Василий наклонился и провел рукой по мокрой голове оленя. Зверь прыгнул вперед и снова свалился. Глаза его залились желтоватой мутью.
Собака с отчаянным визгом прыгала, вырывая клочья остистой шерсти из спины животного.
Василий отогнал ее прикладом.
И в этот же момент, отвязывая ремни от винтовки, он совсем близко услышал голоса людей. Через минуту двое охотников, в дохах с распахнутыми грудями, спускались по покати оленьим следом.
- Вот он, якорь его, - крикнул передний. - Го-гох! Другому попал… Но нет, брат, добыча пополам, а то и тятю с мамой не увидишь…
Василий из-под ладони всматривался в подходивших, и в то же время другая рука туго сжимала накаленный морозом ствол винтовки.

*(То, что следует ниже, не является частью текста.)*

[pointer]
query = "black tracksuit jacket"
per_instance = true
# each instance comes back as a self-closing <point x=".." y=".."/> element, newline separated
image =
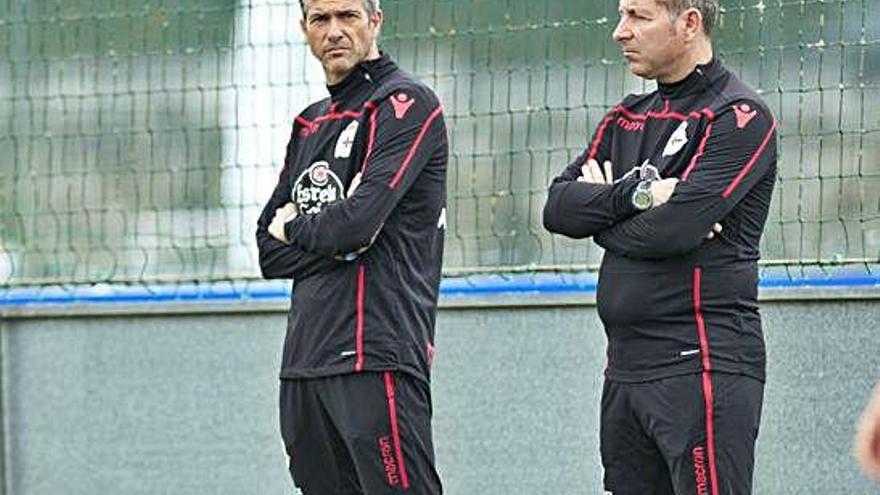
<point x="374" y="310"/>
<point x="673" y="302"/>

- Пополам, так пополам, какие разговоры! - шутя крикнул он. И тут же углы губ растянулись в улыбке. - Ах ты, птица ты мымра, волосяные крылья! Черт ты, Вихлястый! Когда это ты насобачился на пушку брать?

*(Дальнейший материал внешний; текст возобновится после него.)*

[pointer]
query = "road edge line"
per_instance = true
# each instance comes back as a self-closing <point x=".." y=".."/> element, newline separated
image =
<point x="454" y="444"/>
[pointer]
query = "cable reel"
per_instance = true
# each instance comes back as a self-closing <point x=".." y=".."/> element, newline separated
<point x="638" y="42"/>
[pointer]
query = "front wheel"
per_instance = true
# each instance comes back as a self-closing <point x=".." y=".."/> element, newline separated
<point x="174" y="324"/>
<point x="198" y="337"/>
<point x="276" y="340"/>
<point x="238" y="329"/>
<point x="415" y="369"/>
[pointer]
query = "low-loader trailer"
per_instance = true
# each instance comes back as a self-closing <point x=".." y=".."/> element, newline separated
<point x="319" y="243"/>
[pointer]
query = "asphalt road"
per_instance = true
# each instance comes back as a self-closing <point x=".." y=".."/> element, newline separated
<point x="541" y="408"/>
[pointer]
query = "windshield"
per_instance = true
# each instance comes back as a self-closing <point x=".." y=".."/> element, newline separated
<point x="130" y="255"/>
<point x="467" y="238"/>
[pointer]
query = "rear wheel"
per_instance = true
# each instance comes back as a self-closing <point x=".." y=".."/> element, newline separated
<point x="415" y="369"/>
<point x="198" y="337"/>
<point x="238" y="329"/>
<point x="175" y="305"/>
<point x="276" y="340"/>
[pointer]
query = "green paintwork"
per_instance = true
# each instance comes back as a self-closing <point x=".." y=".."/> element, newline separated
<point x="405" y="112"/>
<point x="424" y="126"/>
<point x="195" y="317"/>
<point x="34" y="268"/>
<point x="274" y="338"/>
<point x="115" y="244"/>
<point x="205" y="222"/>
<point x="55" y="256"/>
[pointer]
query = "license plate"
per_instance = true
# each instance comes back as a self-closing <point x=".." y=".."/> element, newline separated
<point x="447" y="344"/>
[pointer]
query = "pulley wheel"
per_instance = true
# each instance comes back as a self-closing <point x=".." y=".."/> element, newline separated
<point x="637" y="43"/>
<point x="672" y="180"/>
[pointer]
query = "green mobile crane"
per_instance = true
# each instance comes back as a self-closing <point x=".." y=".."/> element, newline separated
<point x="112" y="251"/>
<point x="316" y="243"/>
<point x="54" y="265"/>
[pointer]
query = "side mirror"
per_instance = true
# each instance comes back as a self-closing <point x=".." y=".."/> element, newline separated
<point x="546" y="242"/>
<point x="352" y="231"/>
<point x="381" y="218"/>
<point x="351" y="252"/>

И Василий обхватил обеими руками курносого драгера Вихлястого. Оба они были одинакового роста и одних лет. Но Вихлястый выглядел старше, шатко держалась на ногах его нескладная фигура.
- Как же мне твоя бабенция не сказала, что ты здесь? Ну как, дружба, живешь? А это кто?
Среднего роста плотный человек с упрямым лбом, который выпирал из-под тонкой выпоротковой шапки, испытующе, с улыбкой, сверлил своими черными глазами лицо Василия.
- Да техник Яхонтов! Ума, брат, сума в этой голове. Это тебе не жабья копоть… Наш вождь всего боровского честного пролетариата. Он с Ленских сюда перекочевал. Мы с ним только что говорили о приисках, и тебя поминали. Измотало его безделье, и маракуем летом завернуть здесь кое-что.
- Что-то не помню… - Василий почесал себе лоб и протянул руку Яхонтову, и тут же почувствовал крепость его руки. - Дурят тут ребятишки. Полечить бы орясиной, ох, как надо! - усмехнулся он.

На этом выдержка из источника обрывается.